Temmuz 2023’te klinik çalışmalar başlayacak
Taştan, bir yıllık çalışmadan sonra akıllı ve yaşayan hücreleri üreterek kanseri net olarak öldürebildiklerini söylüyor. Çalışmanın ikinci aşaması hayvanlar üzerinde uygulanıyor. Üçüncü aşama ise 2023’te başlayacak:
“Üçüncü aşamayı 2023 Temmuz’unda planlıyoruz. Klinik aşamalara girip Türkiye’nin belirli kanser türlerinde akıllı yaşayan ilaçları, yani bizim CAR-T hücre dediğimiz ilaçları kullanabileceği bir döneme girmiş olacağız.”
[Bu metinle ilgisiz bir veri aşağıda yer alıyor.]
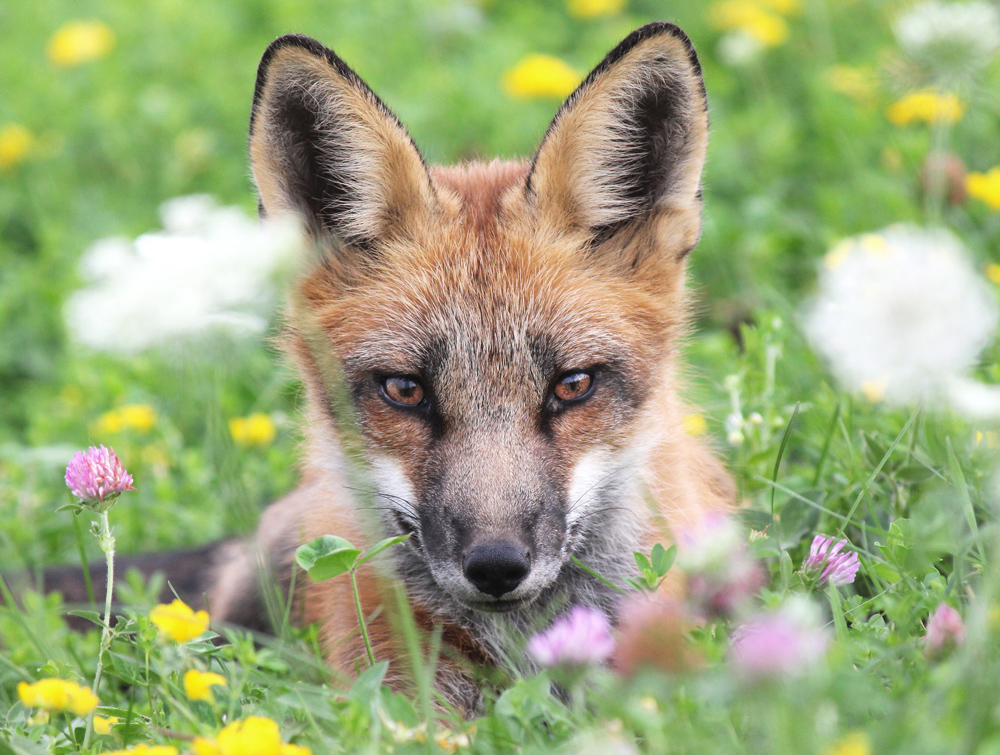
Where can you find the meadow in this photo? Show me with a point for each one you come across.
(843, 360)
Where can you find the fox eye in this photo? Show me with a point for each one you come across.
(400, 390)
(574, 386)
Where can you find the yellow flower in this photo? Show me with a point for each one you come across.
(80, 42)
(15, 145)
(594, 8)
(857, 83)
(985, 186)
(178, 622)
(255, 430)
(694, 424)
(874, 390)
(750, 17)
(928, 106)
(540, 76)
(145, 749)
(198, 684)
(991, 438)
(139, 417)
(57, 694)
(103, 725)
(855, 743)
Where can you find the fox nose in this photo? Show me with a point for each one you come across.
(497, 568)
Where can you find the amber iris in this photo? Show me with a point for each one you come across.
(404, 391)
(574, 386)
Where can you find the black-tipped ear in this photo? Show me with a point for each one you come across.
(324, 146)
(629, 143)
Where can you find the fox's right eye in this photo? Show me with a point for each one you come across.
(401, 390)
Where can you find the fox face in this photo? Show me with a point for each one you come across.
(506, 332)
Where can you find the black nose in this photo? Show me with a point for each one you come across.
(497, 568)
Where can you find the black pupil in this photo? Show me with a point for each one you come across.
(575, 384)
(403, 388)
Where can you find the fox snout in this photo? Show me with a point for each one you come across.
(497, 567)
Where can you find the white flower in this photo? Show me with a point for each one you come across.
(210, 266)
(901, 313)
(952, 38)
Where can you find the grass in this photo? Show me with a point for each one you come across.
(794, 166)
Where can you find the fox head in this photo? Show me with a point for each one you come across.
(506, 331)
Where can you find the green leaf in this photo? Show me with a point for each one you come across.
(642, 561)
(91, 616)
(326, 557)
(381, 546)
(663, 558)
(886, 572)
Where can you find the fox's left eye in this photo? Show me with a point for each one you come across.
(402, 390)
(574, 386)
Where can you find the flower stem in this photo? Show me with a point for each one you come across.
(361, 619)
(107, 542)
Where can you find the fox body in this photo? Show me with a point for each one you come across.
(507, 336)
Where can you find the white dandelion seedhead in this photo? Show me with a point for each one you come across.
(901, 313)
(209, 267)
(951, 38)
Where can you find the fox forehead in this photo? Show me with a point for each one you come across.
(481, 285)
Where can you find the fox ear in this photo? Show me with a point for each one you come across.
(629, 144)
(323, 145)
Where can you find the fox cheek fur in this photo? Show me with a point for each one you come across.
(479, 289)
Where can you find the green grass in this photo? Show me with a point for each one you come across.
(793, 167)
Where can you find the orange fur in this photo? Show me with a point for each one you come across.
(486, 282)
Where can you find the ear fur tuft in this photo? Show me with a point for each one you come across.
(630, 142)
(323, 145)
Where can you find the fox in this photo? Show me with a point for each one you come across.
(497, 344)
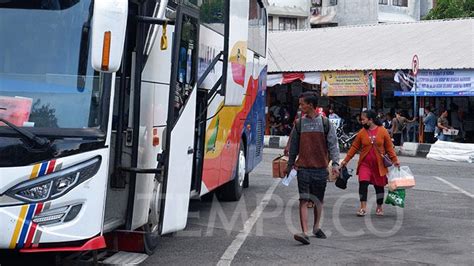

Türkiye’de bu tedavinin üretilmesi neden önemli? Taştan, şöyle açıklıyor:
“Türkiye’de özellikle genetik geçişli olan hastalıklar çok fazla. Kanser hastalığı da bunlardan biri. Yurt dışında bu tedavilerin muadilleri milyon dolara varan fiyatlarla alıyorlar. Biz bunları çok daha ucuza mal edebiliyoruz ve hastalara uygulamayı vaat ediyoruz. Bu da önümüzdeki yıllarda Türkiye’yi sağlık alanında, kişiselleştirilmiş tedavi ve genetik tedaviler alanında önder ülkelerden biri yapacak.”